Selain itu, Prof. Subejo melihat permasalahan lain dalam sektor pertanian, yakni land grabbing. Land grabbing adalah kondisi saat banyak negara kaya dan korporasi transnasional menanamkan modalnya untuk mengakuisisi lahan pertanian secara murah dalam skala besar (jutaan hektar). Dengan penguasaan lahan tersebut, korporasi memproduksi dan mengatur distribusi dan harga pangan. Ideologi ini cenderung melawan gagasan kedaulatan pangan (food sovereignty). Padahal, menurut Prof. Subejo, kedaulatan pangan negara bukan hal yang bisa ditawar.

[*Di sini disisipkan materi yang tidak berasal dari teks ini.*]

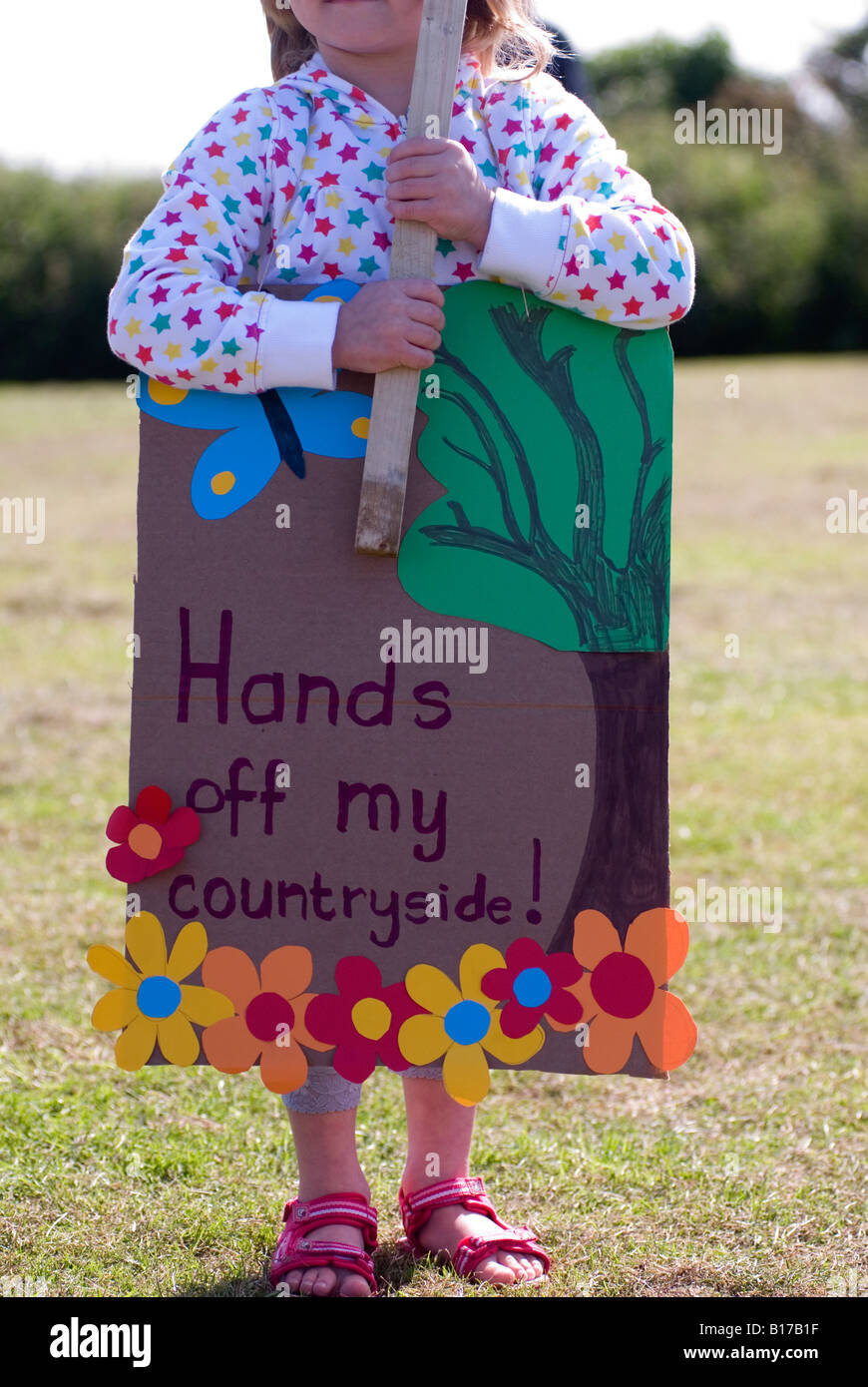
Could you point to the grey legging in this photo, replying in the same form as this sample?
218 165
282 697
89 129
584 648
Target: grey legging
326 1092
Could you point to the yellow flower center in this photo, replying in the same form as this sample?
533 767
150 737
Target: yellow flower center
146 842
370 1017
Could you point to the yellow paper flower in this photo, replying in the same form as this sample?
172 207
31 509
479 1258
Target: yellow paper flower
150 1002
461 1025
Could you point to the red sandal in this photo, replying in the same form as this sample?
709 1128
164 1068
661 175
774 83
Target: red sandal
295 1251
470 1191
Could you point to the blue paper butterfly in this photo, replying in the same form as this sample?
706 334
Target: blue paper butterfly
260 431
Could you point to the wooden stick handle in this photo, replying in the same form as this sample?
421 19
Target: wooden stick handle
395 393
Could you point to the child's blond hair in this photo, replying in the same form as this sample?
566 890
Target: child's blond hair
504 35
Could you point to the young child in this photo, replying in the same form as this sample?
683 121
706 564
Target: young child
301 182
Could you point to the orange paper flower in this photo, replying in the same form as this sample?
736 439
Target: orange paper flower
622 991
270 1006
150 1002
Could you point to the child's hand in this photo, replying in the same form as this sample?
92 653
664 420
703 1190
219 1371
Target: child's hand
394 322
437 182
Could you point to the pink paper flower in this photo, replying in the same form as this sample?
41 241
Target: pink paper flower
152 838
534 985
362 1020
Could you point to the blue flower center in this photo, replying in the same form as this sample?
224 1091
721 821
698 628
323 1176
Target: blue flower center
466 1023
533 988
159 998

“Salah satu contohnya adalah Singapura yang selama bertahun-tahun menjadi juara 1 untuk food security. Meski tidak memiliki sawah dan kebun, dengan kemampuan finansialnya, Singapura mampu membeli pangan dari seluruh dunia. Namun, saat pandemi, pasar sangat sulit menerima stok barang. Banyak negara lebih mementingkan stok barang sendiri daripada menjualnya ke pasar internasional, sehingga meski memiliki banyak uang, Singapura tidak dapat mengakses pangan dengan baik sebagaimana saat kondisi normal,” kata Prof. Subejo.
Saat ini, ada enam komoditas pangan Indonesia yang bergantung pada impor, yakni gandum, gula, garam, kedelai, jagung, dan bawang putih. Sementara itu, untuk beras berasal dari padi sawah (95%) dan padi gogo/lahan kering (5%), dengan sebagian besar (55,87%) diproduksi di Pulau Jawa. Seluruh usaha pertanian Indonesia belum efisien dan memakan biaya produksi yang lebih mahal dibandingkan Filipina, China, India, Thailand, dan Vietnam. Selain itu, Indonesia juga menjadi negara dengan food loss terbesar kedua di dunia, yakni 300 kilogram/orang/tahun.
Melihat fakta ini, Prof. Suryo menekan pentingnya membangun infrastruktur produksi yang diimbangi dengan edukasi pada masyarakat. Perluasan areal tanam perlu dilakukan dengan tetap memperhatikan empat pilar pengembangan lahan pangan. Pemanfaatan teknologi juga diperlukan untuk menghasilkan beragam varietas padi dan menciptakan sistem terintegrasi untuk menghemat biaya produksi. Pendidikan dan pelatihan harus diberikan kepada petani agar mereka dapat beradaptasi terhadap perubahan. Selain itu, kebijakan dari kelembagaan diperlukan untuk mendorong penerapan inovasi pertanian, terciptanya sinergitas pusat dan daerah, serta tersedianya rumah belajar petani.